シックスシグマ「Analyze(分析)」統計的仮説検定の考え方
皆さんこんにちは! 今日もどこかでカイゼンサポート、Kusunoko-CIです。
さて今回は、シックスシグマの「Analyze(分析)」段階で使われることも多い、統計的仮説検定の考え方です。
理解すればかなり使える統計的手法ですが、その理解までがちょっと難しいのが現実です。
そんなわけで今回は、この統計的仮説検定の考え方を、シックスシグマと合わせてじっくりゆっくり、分かりやすくまとめていきたいと思います。
統計的仮説検定(hypothesis testing)とは
以前もお話ししましたが、推測統計はサンプルから、その母集団に関する推論を引き出すために使われます。
推論統計には2つのタイプがあって、
- 推定:サンプルから母集団統計を予測
- 仮説検定:サンプルを評価し、それを仮説と比較
です。
今回はこの仮説検定(hypothesis testing)のほうですね。サンプルの統計値から、母集団の姿を推測するという意味では、目指すべきところは推定と同じです。
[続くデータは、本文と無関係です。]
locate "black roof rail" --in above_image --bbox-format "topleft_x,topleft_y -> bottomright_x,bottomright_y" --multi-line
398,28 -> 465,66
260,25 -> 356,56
ではなぜこの仮説検定が「Analyze(分析)」という、データ分析をメインとした段階で使われるのか。
この「Analyze」の一つ前、「Measure(計測)」ではデータの正確性に配慮しながら、改善のターゲットとなる製品やサービスのデータを集めています。
それを推定や、今回のこの検定にかけることで、本当にその製品やサービスに重大な問題があると言えるのかを統計的に判断することができるのです。
実際に検定にかけてみて、「問題があるとは言えない」となれば、行動を起こす前に、限られたリソースを割くムダを避けることができます。
逆に問題があるのであれば、統計的根拠をもって遂行に当たれるわけですから、心強いですよね。
統計的仮説検定の考え方
基本的には否定したいことを「帰無仮説(null hypothesis)」として置きます。
この帰無仮説はH0という書き方をしますが、通常「効果がない」とか、または「違いがない」というステートメントで表されるものです。
たいていは否定したいことがここに来ます。「無に帰ってほしい」ので帰無仮説。
これに対して「対立仮説(alternative hypothesis)はH1と書かれて、この帰無仮説の反対、「違いがある」ということが書き表されます。
例えば今、同じ製品を作るラインAとラインBで、出来上がった製品の平均やバラツキに違いがあるのかないのか、生データからはよくわからない。もしAとBで大きな違いがあるようであれば、改善しなくてはいけない対象となる、そういうシチュエーションだったとします。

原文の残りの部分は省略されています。